Madrid es una ciudad donde un buen día te levantas y te han montado un Uniqlo en la cama. La espiral de aperturas y cierres de locales de moda ha alcanzado un punto de centrifugado en el que, para cuando llegas a la inauguración, el garito ya está en traspaso.
Yo, que siempre he trazado mi mapa mental de la ciudad en base a la continuidad de los escaparates (todo el mundo sabe que Atocha comienza con un McDonald’s y Fuencarral termina con un VIPS), ahora tengo que pararme en cada esquina y mirar hacia arriba para saber en qué calle estoy. Supongo que por eso me sorprendió que la cita fuera en un lugar que estaba convencida de que había cerrado hace tiempo.
Ocurrió una tarde de invierno. No sabría decir exactamente cuándo, así que puede ser que todavía no haya sucedido. En cuanto a los hechos, sé que solo los recordé al llegar a casa, por lo que no podría garantizar su fiabilidad más de lo que puedo fiarme de mi memoria, que acaso es lo único que existe.
Todo el mundo sabe que Atocha comienza con un McDonald’s y Fuencarral termina con un VIPS
Se llamaba Inma. Inma y un apellido poco común. Benedito, Benedetto, algo así, como de falsificación italiana o de Papa muerto. Cuando hicimos match no le di mucha importancia a la coincidencia en el nombre. Tener una cita Tinder con alguien que se llama igual que tú puede resultar siniestro, pero más siniestro es que unos padres decidan llamar a su hija Inmaculada Concepción. Tampoco reparé en la expresión familiar del selfie en el espejo, ni en la edición de Bruguera que sostenía con la prosa completa de Jorge Luis Borges, volumen dos. La misma que yo había perdido algunos años antes durante una mudanza.
Inma propuso quedar en La Libre de Lavapiés. A mí me pareció bien por el mero hecho de haber creído que La Libre no existía más y la promesa renovada de que sí, que quizás nunca se había ido.

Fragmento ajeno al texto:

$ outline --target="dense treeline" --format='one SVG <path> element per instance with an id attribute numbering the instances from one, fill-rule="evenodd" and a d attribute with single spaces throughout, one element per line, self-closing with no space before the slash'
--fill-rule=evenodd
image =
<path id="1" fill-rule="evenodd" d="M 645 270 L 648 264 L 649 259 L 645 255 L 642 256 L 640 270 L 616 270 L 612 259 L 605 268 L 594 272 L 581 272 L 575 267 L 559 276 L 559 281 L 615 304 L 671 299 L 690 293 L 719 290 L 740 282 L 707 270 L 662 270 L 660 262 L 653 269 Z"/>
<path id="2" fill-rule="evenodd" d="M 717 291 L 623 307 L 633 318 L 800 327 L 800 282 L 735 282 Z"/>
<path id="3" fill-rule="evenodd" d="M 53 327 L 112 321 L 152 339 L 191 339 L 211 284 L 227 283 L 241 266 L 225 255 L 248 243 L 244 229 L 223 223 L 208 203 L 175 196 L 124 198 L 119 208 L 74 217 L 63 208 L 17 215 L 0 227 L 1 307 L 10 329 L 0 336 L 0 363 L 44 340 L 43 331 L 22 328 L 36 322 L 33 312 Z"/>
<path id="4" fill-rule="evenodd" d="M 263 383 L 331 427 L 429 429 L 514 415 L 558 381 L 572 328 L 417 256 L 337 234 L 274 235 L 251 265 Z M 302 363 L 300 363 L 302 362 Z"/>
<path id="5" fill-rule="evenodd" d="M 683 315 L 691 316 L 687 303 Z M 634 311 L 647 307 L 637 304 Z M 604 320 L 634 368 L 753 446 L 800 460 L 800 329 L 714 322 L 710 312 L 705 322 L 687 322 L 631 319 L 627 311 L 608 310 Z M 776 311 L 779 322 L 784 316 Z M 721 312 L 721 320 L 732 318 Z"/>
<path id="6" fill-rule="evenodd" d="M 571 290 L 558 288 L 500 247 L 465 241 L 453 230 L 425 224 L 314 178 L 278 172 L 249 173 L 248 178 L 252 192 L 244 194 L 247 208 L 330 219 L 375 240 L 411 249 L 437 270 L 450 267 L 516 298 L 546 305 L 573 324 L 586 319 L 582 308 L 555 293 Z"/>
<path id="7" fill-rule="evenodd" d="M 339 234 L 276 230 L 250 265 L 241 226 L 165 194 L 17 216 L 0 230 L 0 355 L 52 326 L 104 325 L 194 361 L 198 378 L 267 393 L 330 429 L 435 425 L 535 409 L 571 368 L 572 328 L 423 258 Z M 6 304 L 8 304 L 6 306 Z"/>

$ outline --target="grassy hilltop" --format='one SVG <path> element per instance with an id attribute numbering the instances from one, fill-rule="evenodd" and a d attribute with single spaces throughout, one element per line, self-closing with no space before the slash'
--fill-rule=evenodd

Pensaba que había cerrado, le dije al encontrarnos en la puerta; que la habían cambiado por un restaurante cubano con flores de hibisco de plástico trepando por las paredes y una barra cubierta por una costra de piedra en papel maché que parecía derretirse, como recreando la sensación de tomarse un daiquiri en plena erupción del Kilauea, que está en Hawaii, pero qué más da, si es tropical. Ella me miró raro y entramos.

Libre (calle Argumosa, 39) || Crédito editorial: José Antonio Rojo
Era bajita, aunque no más baja que yo. La estudié mientras buscábamos hueco. Llevaba unos zapatos oxford color marrón, pantalón de pana, jersey de cuello vuelto negro y un gran abrigo gris plomo con solapas que ocultaba por completo su pequeño cuerpo, como si fuera un minion vestido de Peaky Blinder.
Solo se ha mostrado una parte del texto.